Archie and Lilibet continue to appear on publicly referenced succession lists.
There has been no formal announcement removing them from succession.
Official website listings.
Following the 2023 updates, the children have remained listed as Prince and Princess on the royal family’s website.
There has been no subsequent public reversal.
“Permanent removal” orders.
In the U.K. constitutional system, a change of the magnitude described would require clear, formal action and would be reflected in authoritative records or announcements.
No such changes have been published.

How Royal Silence Works in Practice

The royal household often declines to respond to day‑to‑day speculation, allowing official documents, the Court Circular, and website updates to serve as the public record.
This approach can create space for rumors to proliferate, but it also means that changes—when they do occur—are reflected in the formal record rather than in reactive statements.

Strategic non‑comment.
Silence is not confirmation.
When a change is made, it is typically visible in updated titles, notices, or entries.
Reading the record.
For observers, the most reliable guideposts are official gazettes, the Royal Family website, church notices, and Parliament’s legislative record for any constitutional adjustments.

What Americans Should Know About “Titles” Versus “Roles”

For U.S. readers, it helps to separate titles from jobs.
A style like Prince or Princess is a matter of British royal protocol and historical instruments.
A “working royal” role is a job within the institution, involving public duties and taxpayer‑funded support.

The Sussexes’ status.
Harry and Meghan stepped back from working roles in 2020.
That decision changed their public duties and funding, not the constitutional fact of their marriage, parenthood, or the children’s eligibility for titles after Charles’s accession.
Children’s titles.
Once eligible under the 1917 Letters Patent, the children’s styles were updated publicly in 2023.
Whether they participate in royal events is a separate question from whether they possess a style.

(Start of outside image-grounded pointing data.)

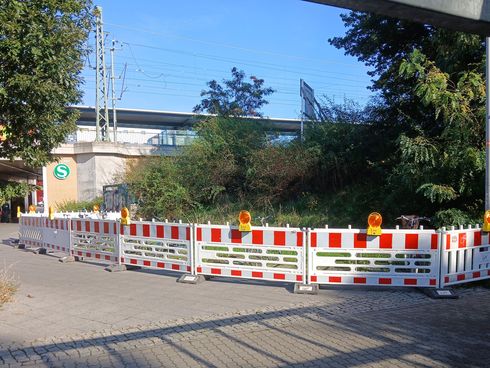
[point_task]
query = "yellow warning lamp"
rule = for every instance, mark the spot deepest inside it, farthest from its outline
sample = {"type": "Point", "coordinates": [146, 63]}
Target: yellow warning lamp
{"type": "Point", "coordinates": [374, 224]}
{"type": "Point", "coordinates": [245, 219]}
{"type": "Point", "coordinates": [125, 216]}
{"type": "Point", "coordinates": [486, 221]}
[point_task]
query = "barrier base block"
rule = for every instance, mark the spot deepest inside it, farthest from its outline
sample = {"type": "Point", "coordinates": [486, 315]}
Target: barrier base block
{"type": "Point", "coordinates": [116, 268]}
{"type": "Point", "coordinates": [311, 289]}
{"type": "Point", "coordinates": [67, 259]}
{"type": "Point", "coordinates": [444, 293]}
{"type": "Point", "coordinates": [191, 279]}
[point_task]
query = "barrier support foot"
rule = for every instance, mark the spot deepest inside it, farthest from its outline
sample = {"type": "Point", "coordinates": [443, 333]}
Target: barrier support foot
{"type": "Point", "coordinates": [444, 293]}
{"type": "Point", "coordinates": [116, 268]}
{"type": "Point", "coordinates": [311, 289]}
{"type": "Point", "coordinates": [191, 279]}
{"type": "Point", "coordinates": [67, 259]}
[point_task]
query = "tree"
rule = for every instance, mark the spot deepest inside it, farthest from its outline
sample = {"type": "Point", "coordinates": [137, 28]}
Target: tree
{"type": "Point", "coordinates": [235, 98]}
{"type": "Point", "coordinates": [42, 50]}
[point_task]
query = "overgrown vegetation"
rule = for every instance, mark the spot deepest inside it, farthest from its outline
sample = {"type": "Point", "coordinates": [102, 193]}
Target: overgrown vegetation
{"type": "Point", "coordinates": [8, 285]}
{"type": "Point", "coordinates": [75, 206]}
{"type": "Point", "coordinates": [417, 148]}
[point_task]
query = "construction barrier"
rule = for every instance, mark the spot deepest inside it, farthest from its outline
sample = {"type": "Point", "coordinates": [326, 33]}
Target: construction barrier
{"type": "Point", "coordinates": [465, 256]}
{"type": "Point", "coordinates": [395, 258]}
{"type": "Point", "coordinates": [413, 258]}
{"type": "Point", "coordinates": [267, 253]}
{"type": "Point", "coordinates": [97, 239]}
{"type": "Point", "coordinates": [157, 245]}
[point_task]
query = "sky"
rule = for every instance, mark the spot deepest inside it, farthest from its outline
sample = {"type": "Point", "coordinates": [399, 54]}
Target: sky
{"type": "Point", "coordinates": [166, 51]}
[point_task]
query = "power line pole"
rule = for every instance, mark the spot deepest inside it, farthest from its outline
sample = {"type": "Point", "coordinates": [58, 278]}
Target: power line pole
{"type": "Point", "coordinates": [113, 89]}
{"type": "Point", "coordinates": [101, 109]}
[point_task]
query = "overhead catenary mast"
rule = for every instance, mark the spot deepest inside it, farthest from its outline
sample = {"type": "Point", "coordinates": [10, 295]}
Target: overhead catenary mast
{"type": "Point", "coordinates": [101, 108]}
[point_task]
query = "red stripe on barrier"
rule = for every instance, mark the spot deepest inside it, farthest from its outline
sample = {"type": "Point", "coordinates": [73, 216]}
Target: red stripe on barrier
{"type": "Point", "coordinates": [386, 242]}
{"type": "Point", "coordinates": [462, 240]}
{"type": "Point", "coordinates": [477, 239]}
{"type": "Point", "coordinates": [279, 238]}
{"type": "Point", "coordinates": [236, 236]}
{"type": "Point", "coordinates": [216, 235]}
{"type": "Point", "coordinates": [132, 229]}
{"type": "Point", "coordinates": [299, 239]}
{"type": "Point", "coordinates": [146, 230]}
{"type": "Point", "coordinates": [410, 282]}
{"type": "Point", "coordinates": [160, 232]}
{"type": "Point", "coordinates": [174, 232]}
{"type": "Point", "coordinates": [257, 237]}
{"type": "Point", "coordinates": [335, 240]}
{"type": "Point", "coordinates": [434, 241]}
{"type": "Point", "coordinates": [313, 240]}
{"type": "Point", "coordinates": [360, 240]}
{"type": "Point", "coordinates": [359, 280]}
{"type": "Point", "coordinates": [411, 241]}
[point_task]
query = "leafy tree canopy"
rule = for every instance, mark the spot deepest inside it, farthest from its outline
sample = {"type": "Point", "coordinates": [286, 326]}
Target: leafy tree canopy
{"type": "Point", "coordinates": [42, 50]}
{"type": "Point", "coordinates": [236, 97]}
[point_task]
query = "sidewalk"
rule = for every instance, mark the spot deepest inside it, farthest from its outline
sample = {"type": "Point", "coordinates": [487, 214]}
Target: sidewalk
{"type": "Point", "coordinates": [79, 314]}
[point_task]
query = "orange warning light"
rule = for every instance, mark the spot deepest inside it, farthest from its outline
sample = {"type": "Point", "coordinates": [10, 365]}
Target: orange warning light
{"type": "Point", "coordinates": [374, 224]}
{"type": "Point", "coordinates": [486, 221]}
{"type": "Point", "coordinates": [245, 220]}
{"type": "Point", "coordinates": [125, 216]}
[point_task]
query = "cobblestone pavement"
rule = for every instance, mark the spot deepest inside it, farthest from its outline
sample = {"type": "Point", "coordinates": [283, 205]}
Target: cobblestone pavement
{"type": "Point", "coordinates": [338, 328]}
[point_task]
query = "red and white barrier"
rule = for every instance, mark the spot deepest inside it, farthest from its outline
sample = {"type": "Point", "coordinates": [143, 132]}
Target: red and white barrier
{"type": "Point", "coordinates": [157, 245]}
{"type": "Point", "coordinates": [465, 256]}
{"type": "Point", "coordinates": [276, 254]}
{"type": "Point", "coordinates": [396, 258]}
{"type": "Point", "coordinates": [31, 231]}
{"type": "Point", "coordinates": [56, 234]}
{"type": "Point", "coordinates": [97, 239]}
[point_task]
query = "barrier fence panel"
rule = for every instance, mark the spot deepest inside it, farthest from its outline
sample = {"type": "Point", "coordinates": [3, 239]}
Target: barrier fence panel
{"type": "Point", "coordinates": [396, 258]}
{"type": "Point", "coordinates": [276, 254]}
{"type": "Point", "coordinates": [95, 239]}
{"type": "Point", "coordinates": [31, 230]}
{"type": "Point", "coordinates": [157, 245]}
{"type": "Point", "coordinates": [465, 256]}
{"type": "Point", "coordinates": [57, 234]}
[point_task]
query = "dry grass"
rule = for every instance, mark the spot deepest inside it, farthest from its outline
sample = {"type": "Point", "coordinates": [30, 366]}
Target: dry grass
{"type": "Point", "coordinates": [8, 285]}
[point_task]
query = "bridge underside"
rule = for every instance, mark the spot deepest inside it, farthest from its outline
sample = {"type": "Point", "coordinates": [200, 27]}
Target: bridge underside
{"type": "Point", "coordinates": [472, 16]}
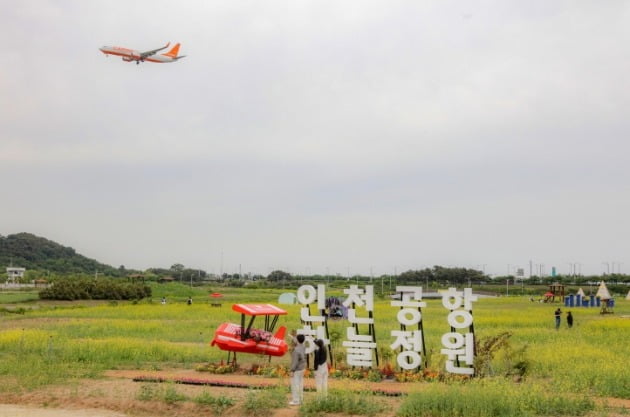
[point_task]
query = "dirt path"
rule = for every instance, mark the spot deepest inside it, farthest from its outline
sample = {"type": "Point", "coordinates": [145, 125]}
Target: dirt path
{"type": "Point", "coordinates": [117, 395]}
{"type": "Point", "coordinates": [10, 410]}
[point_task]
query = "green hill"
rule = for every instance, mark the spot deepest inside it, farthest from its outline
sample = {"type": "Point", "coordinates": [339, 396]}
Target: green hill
{"type": "Point", "coordinates": [32, 252]}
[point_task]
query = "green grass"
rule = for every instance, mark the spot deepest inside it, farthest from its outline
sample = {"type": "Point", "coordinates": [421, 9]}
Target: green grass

Why This Story Keeps Returning

Royal narratives persist because they sit at the intersection of tradition, public fascination, and limited official commentary.
Minor administrative edits—like a certificate amendment or a website update—can take on outsized meaning in the absence of detailed explanations.

Media dynamics.
A lack of granular palace commentary encourages speculation, especially on social platforms.
But the durable markers—succession lists, titles on the official site, and legislative records—remain the most dependable signals.
Evolving family circumstances.
As the royal family changes over time, updates to titles, roles, and public profiles can occur, often with minimal fanfare.
Clear, formal updates, not anonymous claims, are what establish new facts.

Key Takeaways

Archie and Lilibet are publicly styled as Prince and Princess since 2023, consistent with the 1917 Letters Patent following King Charles III’s accession.
Both children remain in the publicly referenced line of succession.
A christening in the Church of England is customary for royal optics but is not a legal requirement for succession or title entitlement.
The amendment to Archie’s birth certificate, while unusual, does not affect legitimacy, entitlement to a style, or succession.
There is no publicly available, authoritative documentation that Buckingham Palace has “removed” Archie and Lilibet from royal identity, stripped their titles, or erased them from official records.
In royal practice, substantive changes appear in formal records and official updates rather than through rumor or unnamed “insider” accounts.

Bottom Line

Amid renewed speculation, the status signals that matter—official titles on the royal family’s website and established placement in the line of succession—continue to reflect Archie and Lilibet as Prince and Princess and as members of the succession.
Absent a new royal instrument, legislative change, or a formal palace announcement reflected in authoritative records, claims of their removal from royal identity are not supported by the documented public record.